Истоки духовно-национального воспитания книгой на Руси берут начало с христианизации. Непосредственно культурологическое осмысление данной проблематики связано с «золотым» XIX столетием. «Уважение к святыне нигде так не нужно, как в России». Этот афоризм В.А. Жуковского можно считать лейтмотивом полифонической русской идеи книжного бытия. Но подлинный ее союз с государственной идеологией так и не был достигнут. 
        Даже, казалось бы, официально поощряемые триады А.С. Шишкова («вера, воспитание, язык») и С.С. Уварова («православие, самодержавие, народность») не получили хотя бы относительно значимый резонанс в книгоиздательской и собственно педагогической практике. Хотя сам Николай I (фигура наиболее одиозная с прогрессистской точки зрения) по своему бесспорно осознавал необходимость «уважения к святыне» в общественном сознании. Так стоит ли удивляться тому, что Н.Ф. Федоров, создатель библиотечно-библиографической «литургии», единственный «идеальный библиотекарь» в России, остался без общественной и государственной поддержки? И почему к началу XX столетия в стане «левых» сформировалась блестящая фаланга практиков библиотечно-библиографической пропаганды? 
«Розовеющим» специалистам в области руководства чтением среднестатистического россиянина вовсе не обязательно было мировозренчески «краснеть». В.И. Ленин, Л.Д. Троцкий, наиболее незаурядные представители их «гвардии», а впоследствии И.В. Сталин и его опричники, уже не гнушались любыми средствами для достижения поставленных целей. Что по сравнению с этим осмеянные думцами предостережения В.М. Пуришкевича о подрывной библиотечной экспансии, или обстоятельные «доноси-тельские» рецензии на «вредные» книги рубакинско-владиславлевской ориентации, с которыми неоднократно выступали в печати публицисты из «Союза Михаила Архангела»? Что по сравнению с этим, наконец, неуклюжие репрессивные отклики на события библиотечной жизни и подготовку «культурной революции» вообще? 
        Конечно, благих целей «любыми средствами» достичь невозможно. Многовековой русский мир, если воспользоваться розановской метафорой, «слинял в два дня», погребая под своими руинами дерзновенные «прожекты» домостроительства национальной книжной культуры. Советское государство с его разветвленным идеологическим аппаратом, который «кнутом и пряником» контролировал, в сущности, все сферы гуманитарного знания, удержалось на протяжении средней (по современным западным меркам) человеческой жизни. Опыт практики «культурного строительства» заслуживает не переосмысления в «духе времени» (каков он, этот «дух»?), а осмысления в общем контексте феноменологии национальной книжной культуры, ибо октябрьский «переворот в умах» есть прямое следствие по крайней мере трехвекового развития самых различных «болезней» в пространстве книжного общения (если понимать под последним всю совокупность человеческих контактов, осуществляемых посредством произведений письменности и печати). 
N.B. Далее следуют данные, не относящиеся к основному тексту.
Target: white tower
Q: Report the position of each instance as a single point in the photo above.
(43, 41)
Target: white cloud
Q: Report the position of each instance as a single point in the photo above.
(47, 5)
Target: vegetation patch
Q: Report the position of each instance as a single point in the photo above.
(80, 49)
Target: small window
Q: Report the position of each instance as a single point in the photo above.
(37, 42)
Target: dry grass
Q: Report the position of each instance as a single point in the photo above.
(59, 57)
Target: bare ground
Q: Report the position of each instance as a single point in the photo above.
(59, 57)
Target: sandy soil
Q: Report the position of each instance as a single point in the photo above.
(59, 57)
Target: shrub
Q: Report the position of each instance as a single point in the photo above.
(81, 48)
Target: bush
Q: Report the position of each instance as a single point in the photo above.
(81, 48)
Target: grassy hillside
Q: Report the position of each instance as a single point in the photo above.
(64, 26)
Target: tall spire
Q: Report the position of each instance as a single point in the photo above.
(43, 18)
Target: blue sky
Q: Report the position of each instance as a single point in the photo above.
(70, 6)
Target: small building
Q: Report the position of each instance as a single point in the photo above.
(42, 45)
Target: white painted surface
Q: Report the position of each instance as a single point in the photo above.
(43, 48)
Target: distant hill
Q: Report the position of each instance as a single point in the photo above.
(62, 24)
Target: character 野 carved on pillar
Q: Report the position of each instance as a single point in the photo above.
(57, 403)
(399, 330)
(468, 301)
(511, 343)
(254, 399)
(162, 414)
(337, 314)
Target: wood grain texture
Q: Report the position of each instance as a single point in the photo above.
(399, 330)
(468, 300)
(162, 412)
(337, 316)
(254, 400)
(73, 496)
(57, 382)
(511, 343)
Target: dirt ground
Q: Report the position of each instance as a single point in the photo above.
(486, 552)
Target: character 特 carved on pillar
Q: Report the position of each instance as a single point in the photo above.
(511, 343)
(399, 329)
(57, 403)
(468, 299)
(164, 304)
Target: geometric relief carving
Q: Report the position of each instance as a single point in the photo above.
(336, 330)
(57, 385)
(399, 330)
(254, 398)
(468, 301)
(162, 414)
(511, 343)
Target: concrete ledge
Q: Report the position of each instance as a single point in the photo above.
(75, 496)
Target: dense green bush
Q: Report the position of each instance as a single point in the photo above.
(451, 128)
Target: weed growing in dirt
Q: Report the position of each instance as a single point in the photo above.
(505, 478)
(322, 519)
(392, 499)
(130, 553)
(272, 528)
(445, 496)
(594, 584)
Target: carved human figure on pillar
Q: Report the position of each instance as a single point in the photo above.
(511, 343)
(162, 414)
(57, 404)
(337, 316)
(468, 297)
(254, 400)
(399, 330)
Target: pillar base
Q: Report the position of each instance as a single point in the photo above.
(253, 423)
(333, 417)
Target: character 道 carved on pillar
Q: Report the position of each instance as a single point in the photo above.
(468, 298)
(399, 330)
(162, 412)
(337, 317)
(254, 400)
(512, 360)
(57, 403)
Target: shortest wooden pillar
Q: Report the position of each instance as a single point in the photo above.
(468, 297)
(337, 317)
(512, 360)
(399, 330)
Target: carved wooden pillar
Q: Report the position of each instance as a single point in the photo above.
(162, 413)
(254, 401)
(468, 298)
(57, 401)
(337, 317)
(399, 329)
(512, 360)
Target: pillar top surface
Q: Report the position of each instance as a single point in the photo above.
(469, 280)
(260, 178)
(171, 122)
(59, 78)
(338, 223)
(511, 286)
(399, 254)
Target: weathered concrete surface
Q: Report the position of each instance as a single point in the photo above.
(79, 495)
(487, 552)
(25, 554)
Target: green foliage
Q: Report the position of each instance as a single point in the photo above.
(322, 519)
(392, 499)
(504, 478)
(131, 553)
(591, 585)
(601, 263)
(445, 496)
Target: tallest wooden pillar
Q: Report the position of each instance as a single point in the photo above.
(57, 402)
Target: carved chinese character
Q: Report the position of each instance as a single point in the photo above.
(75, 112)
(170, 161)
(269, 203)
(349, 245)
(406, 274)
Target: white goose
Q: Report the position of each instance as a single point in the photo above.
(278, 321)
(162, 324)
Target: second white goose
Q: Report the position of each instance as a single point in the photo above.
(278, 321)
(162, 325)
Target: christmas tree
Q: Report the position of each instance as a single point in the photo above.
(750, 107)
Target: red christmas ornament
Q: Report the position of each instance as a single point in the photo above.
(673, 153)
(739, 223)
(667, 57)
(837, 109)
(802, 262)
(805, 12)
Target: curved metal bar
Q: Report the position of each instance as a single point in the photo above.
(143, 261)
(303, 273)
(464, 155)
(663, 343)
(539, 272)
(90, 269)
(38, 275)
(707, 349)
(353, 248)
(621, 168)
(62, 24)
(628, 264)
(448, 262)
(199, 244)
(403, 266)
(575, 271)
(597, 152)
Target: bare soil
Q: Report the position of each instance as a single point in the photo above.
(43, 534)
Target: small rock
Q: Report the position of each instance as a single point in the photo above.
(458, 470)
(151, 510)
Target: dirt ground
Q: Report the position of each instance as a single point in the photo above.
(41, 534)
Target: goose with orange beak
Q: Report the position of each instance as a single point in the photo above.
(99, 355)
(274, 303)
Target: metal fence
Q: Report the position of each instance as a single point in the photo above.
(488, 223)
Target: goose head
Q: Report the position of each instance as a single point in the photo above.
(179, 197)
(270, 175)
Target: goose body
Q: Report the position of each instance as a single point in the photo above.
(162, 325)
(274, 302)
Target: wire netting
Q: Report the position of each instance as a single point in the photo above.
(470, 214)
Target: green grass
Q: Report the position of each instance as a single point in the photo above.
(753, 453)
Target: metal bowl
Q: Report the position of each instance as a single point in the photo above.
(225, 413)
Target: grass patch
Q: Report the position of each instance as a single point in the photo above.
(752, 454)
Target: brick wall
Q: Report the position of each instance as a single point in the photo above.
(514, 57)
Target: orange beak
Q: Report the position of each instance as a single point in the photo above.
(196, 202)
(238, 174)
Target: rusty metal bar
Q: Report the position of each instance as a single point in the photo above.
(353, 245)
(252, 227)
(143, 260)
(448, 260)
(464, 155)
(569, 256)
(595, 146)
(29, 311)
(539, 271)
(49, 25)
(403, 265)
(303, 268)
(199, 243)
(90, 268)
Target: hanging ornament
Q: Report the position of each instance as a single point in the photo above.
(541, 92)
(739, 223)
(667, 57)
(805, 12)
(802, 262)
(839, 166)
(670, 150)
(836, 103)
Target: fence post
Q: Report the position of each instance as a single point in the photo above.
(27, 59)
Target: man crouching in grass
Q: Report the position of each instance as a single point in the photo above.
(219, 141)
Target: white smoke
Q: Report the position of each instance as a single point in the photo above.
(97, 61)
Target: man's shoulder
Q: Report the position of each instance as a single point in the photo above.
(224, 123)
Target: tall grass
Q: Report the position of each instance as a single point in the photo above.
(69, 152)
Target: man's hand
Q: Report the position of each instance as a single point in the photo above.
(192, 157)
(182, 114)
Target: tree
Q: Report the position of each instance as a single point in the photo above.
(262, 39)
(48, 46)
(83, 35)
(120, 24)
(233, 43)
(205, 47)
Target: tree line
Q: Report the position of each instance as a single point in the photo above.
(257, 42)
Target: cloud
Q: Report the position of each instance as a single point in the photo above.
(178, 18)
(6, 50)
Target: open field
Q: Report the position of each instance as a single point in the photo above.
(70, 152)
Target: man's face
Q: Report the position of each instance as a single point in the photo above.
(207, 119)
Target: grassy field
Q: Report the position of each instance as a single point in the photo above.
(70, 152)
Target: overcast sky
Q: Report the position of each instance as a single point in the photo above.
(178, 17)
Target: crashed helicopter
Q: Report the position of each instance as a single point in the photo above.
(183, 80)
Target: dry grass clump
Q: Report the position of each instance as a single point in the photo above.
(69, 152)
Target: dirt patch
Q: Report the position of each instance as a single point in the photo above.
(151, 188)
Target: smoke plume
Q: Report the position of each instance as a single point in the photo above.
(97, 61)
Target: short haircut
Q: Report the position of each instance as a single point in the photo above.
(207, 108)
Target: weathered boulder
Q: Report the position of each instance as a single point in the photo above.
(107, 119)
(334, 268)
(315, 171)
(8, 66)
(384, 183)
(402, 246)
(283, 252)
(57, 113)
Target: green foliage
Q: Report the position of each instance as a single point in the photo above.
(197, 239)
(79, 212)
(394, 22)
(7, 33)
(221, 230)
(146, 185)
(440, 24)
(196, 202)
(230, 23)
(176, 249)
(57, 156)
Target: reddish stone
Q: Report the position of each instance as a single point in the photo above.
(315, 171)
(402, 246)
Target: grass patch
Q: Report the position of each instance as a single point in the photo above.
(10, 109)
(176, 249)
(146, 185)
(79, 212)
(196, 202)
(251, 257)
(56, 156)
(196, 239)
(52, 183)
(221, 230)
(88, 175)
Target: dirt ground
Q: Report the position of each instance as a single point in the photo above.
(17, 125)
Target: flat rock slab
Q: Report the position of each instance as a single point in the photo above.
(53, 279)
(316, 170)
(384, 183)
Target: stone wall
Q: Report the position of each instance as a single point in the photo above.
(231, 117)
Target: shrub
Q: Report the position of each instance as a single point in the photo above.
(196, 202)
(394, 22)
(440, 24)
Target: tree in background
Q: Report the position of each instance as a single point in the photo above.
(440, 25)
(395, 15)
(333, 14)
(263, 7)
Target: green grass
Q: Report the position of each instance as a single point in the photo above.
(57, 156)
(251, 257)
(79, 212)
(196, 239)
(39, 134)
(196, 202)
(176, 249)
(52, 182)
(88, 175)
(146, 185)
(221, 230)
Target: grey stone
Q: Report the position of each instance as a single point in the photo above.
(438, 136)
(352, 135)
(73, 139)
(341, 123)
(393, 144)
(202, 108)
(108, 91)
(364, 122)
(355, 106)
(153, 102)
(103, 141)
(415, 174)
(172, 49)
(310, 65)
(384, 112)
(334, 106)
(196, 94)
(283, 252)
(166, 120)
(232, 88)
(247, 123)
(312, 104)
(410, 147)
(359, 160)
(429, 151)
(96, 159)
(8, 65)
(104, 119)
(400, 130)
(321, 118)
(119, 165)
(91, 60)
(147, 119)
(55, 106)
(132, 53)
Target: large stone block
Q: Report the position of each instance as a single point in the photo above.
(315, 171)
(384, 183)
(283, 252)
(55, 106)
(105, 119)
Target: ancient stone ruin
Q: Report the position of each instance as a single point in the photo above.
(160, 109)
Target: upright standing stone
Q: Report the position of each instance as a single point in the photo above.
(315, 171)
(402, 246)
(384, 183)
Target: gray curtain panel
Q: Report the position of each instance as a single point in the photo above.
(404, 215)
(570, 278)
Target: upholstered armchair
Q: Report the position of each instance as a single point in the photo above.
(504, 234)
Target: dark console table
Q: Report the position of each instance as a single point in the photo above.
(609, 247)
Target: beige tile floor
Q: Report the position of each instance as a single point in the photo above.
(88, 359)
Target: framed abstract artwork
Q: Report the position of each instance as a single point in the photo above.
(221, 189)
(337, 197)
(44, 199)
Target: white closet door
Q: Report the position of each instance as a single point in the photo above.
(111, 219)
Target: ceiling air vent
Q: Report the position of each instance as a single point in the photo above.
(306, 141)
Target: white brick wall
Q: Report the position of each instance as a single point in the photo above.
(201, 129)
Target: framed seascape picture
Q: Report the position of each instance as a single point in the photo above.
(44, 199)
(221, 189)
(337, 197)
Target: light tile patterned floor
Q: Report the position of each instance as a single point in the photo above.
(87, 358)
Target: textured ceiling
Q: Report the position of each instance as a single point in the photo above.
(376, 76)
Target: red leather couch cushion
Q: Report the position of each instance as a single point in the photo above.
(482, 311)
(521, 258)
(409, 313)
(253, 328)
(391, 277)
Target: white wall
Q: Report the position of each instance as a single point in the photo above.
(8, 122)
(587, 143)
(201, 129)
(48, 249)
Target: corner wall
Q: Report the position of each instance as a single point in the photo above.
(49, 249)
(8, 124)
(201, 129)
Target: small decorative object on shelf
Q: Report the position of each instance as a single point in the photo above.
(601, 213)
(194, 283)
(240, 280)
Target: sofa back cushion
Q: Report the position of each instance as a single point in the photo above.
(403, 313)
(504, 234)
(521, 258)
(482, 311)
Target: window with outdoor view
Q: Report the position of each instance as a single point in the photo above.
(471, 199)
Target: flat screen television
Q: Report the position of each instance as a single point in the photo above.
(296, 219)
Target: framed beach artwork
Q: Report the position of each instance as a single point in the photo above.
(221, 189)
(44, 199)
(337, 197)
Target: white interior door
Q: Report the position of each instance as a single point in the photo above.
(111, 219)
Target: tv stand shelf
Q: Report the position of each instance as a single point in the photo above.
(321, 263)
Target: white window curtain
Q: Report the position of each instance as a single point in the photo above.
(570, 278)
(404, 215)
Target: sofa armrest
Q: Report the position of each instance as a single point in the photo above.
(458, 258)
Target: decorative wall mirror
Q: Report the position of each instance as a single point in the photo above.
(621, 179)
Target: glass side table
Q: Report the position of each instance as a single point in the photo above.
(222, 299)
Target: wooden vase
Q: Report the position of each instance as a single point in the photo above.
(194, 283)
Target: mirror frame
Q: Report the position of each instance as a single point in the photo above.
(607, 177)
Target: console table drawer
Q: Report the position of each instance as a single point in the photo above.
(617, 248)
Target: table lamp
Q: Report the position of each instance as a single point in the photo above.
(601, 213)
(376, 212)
Искать «виновных» и предаваться умозрению по поводу того «что делать?» - классически неискоренимая традиция российской интеллигенции, диалектический потенциал которой переходит в XXI в. с отточенными «мечами» теорий, при полном отсутствии «чернорабочих» инструментов повседневной практики. Нам нужна не философия смежных дисциплин, а философия книги, в русле которой исчезнут кастовые водоразделы между книговедением, теорией и практикой библиотечного дела, библиографией. Тогда и поиск «вины» трансформируется со временем в здравую научную рефлексию, сам процесс которой способен постепенно избавить философию «общего дела» от прикладной бездеятельности. 
        В 1912 г. В. Розанов, истово юродствуя перед всероссийской читательской аудиторией, предупреждал, что ««свеча Рубакина» сжигает все библиотеки!» Пожары в библиотечной жизни ныне не бушуют, но тление продолжается, недвусмысленно подсказывая единственную альтернативу. На исходе второго тысячелетия христианской эры философия книги призвана затеплить иную - просвещающую свечу. И без расшифровки мировоззренческого, «педагогического» кода, силы и бессилия русофильской книжной культурологии здесь не обойтись.